NEW DELHI — An Islamic State publication offered a detailed account of the bloody July 1 siege of a restaurant in Dhaka, the capital of Bangladesh, including the use of religious tests to distinguish Muslims from non-Muslims, who would then be killed.
The article, which appeared this week and also threatened further attacks in the country, bears the byline of Tamim Ahmed Chowdhury, a militant who was killed with two associates in a police raid in late August. Mr. Chowdhury, a Canadian citizen, had been identified by some analysts as the coordinator of the Islamic State’s activities in South Asia but had never been named by the group.
It is unusual for the Islamic State to publish the real names of its fighters, said Amarnath Amarasingam, a fellow at George Washington University’s Program on Extremism. Mr. Amarasingam said the Islamic State has been eager to “take ownership” of the Dhaka attack, which came at a time of military setbacks in its core territory in the Middle East.
Since Mr. Chowdhury’s death, there has been a lull in the small-scale attacks on foreigners, secular Bangladeshis and members of religious minorities that had occurred at regular intervals in recent years.
The July attack, on the Holey Artisan Bakery, in which 22 people were killed, was the most complex and large-scale operation to date by Islamic militants in Bangladesh’s recent history. Among the dead were numerous foreigners working in Bangladesh’s garment sector or for aid organizations.
In the aftermath of the attack, Bangladesh officials were under pressure to acknowledge that transnational terrorist organizations like the Islamic State were trying to build a presence in the country.
The authorities in Dhaka are still investigating the attack. On Sunday, they granted bail and released Tahmid Hasib Khan, a Bangladeshi man who had been held hostage in the restaurant and was arrested immediately after the ordeal on suspicion of conspiring with the attackers.
A second hostage, Hasnat Karim, remains in police custody, though some of the charges against him have been dismissed in court.
Sharmina Parveen Karim, Mr. Karim’s wife, said she hoped her husband would be released soon. “We are just waiting,” she said. “We can’t do anything but wait.”
The article published in the new edition of Rumiyah, the Islamic State’s newest media product, said the Holey Artisan Bakery had been selected as a target because it was “a sinister place where the Crusaders would gather to drink alcohol and commit vices throughout the night, feeling secure from the wrath of Allah that was awaiting them.”
It said the attackers set out to kill only non-Muslims in the restaurant and sorted their prisoners by religion, asking “very basic religious questions whose answers any Muslim youth or elderly would know.”

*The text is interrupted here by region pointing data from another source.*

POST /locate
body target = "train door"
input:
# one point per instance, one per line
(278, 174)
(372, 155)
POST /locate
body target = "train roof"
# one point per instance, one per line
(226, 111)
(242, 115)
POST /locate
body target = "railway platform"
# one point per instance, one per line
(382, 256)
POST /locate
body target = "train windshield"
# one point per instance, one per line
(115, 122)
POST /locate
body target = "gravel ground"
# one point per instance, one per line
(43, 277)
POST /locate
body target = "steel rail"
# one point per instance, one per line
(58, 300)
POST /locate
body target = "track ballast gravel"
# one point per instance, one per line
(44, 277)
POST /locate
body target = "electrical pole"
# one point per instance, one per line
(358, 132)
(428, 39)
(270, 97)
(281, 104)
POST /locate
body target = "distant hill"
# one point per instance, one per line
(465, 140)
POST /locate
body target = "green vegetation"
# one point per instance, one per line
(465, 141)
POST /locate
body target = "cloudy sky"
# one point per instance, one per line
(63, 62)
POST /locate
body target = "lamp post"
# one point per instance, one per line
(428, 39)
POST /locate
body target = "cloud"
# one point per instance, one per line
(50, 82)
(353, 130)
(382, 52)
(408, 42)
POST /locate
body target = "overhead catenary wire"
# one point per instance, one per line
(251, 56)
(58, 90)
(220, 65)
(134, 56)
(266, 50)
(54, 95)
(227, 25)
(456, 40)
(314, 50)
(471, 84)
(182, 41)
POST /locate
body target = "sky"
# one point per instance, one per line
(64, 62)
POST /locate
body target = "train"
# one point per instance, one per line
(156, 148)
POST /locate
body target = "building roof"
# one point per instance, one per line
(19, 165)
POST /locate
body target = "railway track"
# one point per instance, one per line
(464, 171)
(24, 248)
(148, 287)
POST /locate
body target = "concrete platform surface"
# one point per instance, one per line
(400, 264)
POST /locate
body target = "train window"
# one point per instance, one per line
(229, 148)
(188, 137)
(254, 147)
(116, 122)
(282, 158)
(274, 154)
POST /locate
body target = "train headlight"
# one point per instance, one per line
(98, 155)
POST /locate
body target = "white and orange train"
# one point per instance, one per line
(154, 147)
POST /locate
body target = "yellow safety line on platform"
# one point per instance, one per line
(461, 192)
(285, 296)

“Those who proved their Islam were treated with respect and mercy,” the account says, while those who did not “were treated with harshness and severity.”
The account partially tallied with the testimonies of survivors. A Bangladeshi cook who survived said gunmen told him not to worry, because the attackers were killing only foreigners.

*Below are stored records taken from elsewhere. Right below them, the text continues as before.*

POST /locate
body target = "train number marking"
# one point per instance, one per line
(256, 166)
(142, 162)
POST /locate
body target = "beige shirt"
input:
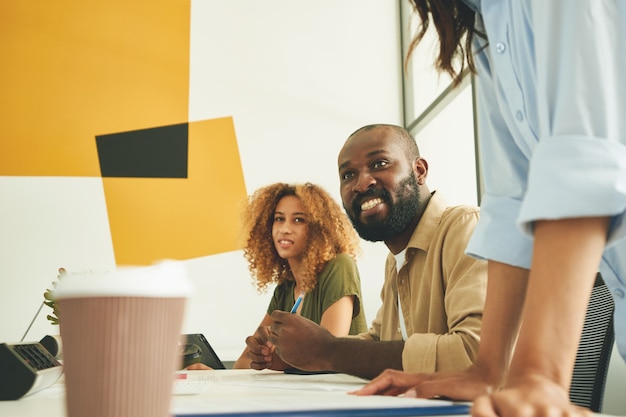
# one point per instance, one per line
(442, 292)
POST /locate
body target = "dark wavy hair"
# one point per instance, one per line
(454, 22)
(330, 233)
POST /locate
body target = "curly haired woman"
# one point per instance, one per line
(297, 237)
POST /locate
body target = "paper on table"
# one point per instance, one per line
(232, 393)
(265, 379)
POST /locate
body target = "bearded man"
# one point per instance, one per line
(433, 294)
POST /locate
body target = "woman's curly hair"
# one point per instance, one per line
(329, 233)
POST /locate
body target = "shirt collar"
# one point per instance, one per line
(473, 4)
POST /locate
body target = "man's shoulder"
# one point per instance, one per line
(461, 215)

Ms. Karim, who was dining at the restaurant with her husband and two children, said the attackers had targeted Japanese and Italian customers who were obvious foreigners at first, and later began to ask those who remained whether they were Bangladeshi Muslims.

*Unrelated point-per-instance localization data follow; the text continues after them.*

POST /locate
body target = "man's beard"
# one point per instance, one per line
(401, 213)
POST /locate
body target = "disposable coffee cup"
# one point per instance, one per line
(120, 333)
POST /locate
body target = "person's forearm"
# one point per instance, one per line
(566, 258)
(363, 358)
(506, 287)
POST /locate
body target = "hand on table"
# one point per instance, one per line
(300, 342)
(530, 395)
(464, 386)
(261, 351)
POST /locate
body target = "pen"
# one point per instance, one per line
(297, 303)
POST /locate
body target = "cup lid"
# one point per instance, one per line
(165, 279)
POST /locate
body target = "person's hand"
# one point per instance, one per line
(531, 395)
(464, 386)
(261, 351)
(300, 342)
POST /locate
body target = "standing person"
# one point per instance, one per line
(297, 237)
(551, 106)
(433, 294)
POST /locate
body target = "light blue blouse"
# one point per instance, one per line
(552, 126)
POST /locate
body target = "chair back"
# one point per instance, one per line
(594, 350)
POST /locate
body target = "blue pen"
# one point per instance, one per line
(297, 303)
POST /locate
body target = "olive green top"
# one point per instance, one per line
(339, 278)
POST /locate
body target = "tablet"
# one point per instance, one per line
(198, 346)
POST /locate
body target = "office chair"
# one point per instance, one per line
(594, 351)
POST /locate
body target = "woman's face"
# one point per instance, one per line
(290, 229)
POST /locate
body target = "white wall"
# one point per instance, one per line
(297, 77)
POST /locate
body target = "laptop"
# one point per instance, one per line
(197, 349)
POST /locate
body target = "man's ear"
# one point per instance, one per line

“They entered and started shooting straight away,” she said. “People were screaming, ‘Help, help,’ and fell to the floor once they were shot. Once they were certain that people were injured, they started to chop their throats, hands.”
Ms. Karim added that as dawn approached, the attackers debated whether to kill the remaining hostages and decided against it.
The article gives detailed biographies of the five attackers, noting that at least two had unsuccessfully tried to join Islamic State forces in Libya, Syria and other battlegrounds outside Bangladesh. It goes on to threaten further attacks on foreigners in Bangladesh, singling out “expats, tourists, diplomats, garment buyers, missionaries, sports teams and anyone else from the Crusader citizens to be found in Bengal.”
Masudur Rahman, a police spokesman, said that he had not read the Islamic State publication but that investigators had not found any links between Mr. Chowdhury’s militant network and the Islamic State. He said the police in Bangladesh had killed at least a dozen known militants since the restaurant siege.
“The way we see it, looking at the number of people we’ve arrested, and then adding that up with the number of people who have been killed in our raids, of course the militants’ operation is weaker,” he said.